Engines may use various forms of fuel delivery to provide a desired amount of fuel for combustion in each cylinder. One type of fuel delivery uses a port injector for each cylinder to deliver fuel to respective cylinders. Still another type of fuel delivery uses a direct injector for each cylinder.
Engines have been described utilizing multiple injector locations with different fuel types. One example is described in the papers titled “Calculations of Knock Suppression in Highly Turbocharged Gasoline/Ethanol Engines Using Direct Ethanol Injection” and “Direct Injection Ethanol Boosted Gasoline Engine: Biofuel Leveraging for Cost Effective Reduction of Oil Dependence and CO2 Emissions” by Heywood et al. Specifically, the Heywood et al. papers describes directly injecting ethanol to improve charge cooling effects, while relying on port injected gasoline for providing the majority of combusted fuel over a drive cycle.

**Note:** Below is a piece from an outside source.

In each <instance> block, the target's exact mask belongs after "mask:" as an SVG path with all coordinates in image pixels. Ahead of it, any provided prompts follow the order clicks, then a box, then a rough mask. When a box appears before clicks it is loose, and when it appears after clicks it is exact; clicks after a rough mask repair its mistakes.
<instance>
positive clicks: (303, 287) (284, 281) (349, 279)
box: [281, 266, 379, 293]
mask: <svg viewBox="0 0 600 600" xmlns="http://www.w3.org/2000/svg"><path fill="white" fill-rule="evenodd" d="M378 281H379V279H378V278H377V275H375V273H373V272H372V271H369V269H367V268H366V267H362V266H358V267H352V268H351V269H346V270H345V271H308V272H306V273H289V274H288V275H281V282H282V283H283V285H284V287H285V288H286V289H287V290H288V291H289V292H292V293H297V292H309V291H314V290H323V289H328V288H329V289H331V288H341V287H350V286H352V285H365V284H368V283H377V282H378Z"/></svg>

However, the inventors herein have recognized several issues with such systems. For example, ethanol and gasoline have different power densities and different stoichiometric air-fuel ratios. Thus, if the absolute and relative amounts of fuel are varied with operating conditions during engine operation, combustion air-fuel ratio may inadvertently swing lean or rich during such operation. Further, engine torque may be affected as well due to the different power densities of the fuels. As such, degraded emissions and driver comfort may be achieved.
Thus, in one approach, a system for an engine is provided, the system comprising: a cylinder located in the engine; a first injector for injecting a first fuel into said cylinder; a second injector for injecting a second fuel into said cylinder; and a controller configured to vary an amount of said first and second fuel injection during engine operation based on operating conditions, where amounts of variation of said first and second fuels are set to maintain desired engine output and provide a substantially stoichiometric mixture.
In this way, it is possible to enable continuous variation between absolute and relative amounts of fuel from different sources with variation in operating conditions, while maintaining a desired air-fuel ratio and engine output torque.
In one particular approach, the controller varies said amounts of one of said first and second fuel injection with a fuel blend of one of said first and second fuels. In this way, it is possible to maintain accurate air-fuel ratio control by compensating the amount of fuel injections based on the blend.
In another approach a system for an engine is provided, the system comprising: a cylinder located in the engine; a first injector for injecting a first fuel into said cylinder; and a second injector for injecting a second fuel into said cylinder, said second injector sized different than said first injector.
In this way, it is possible to utilize different fuel types with different power densities, yet still provide maximum engine torque and/or minimum engine torque with either fuel.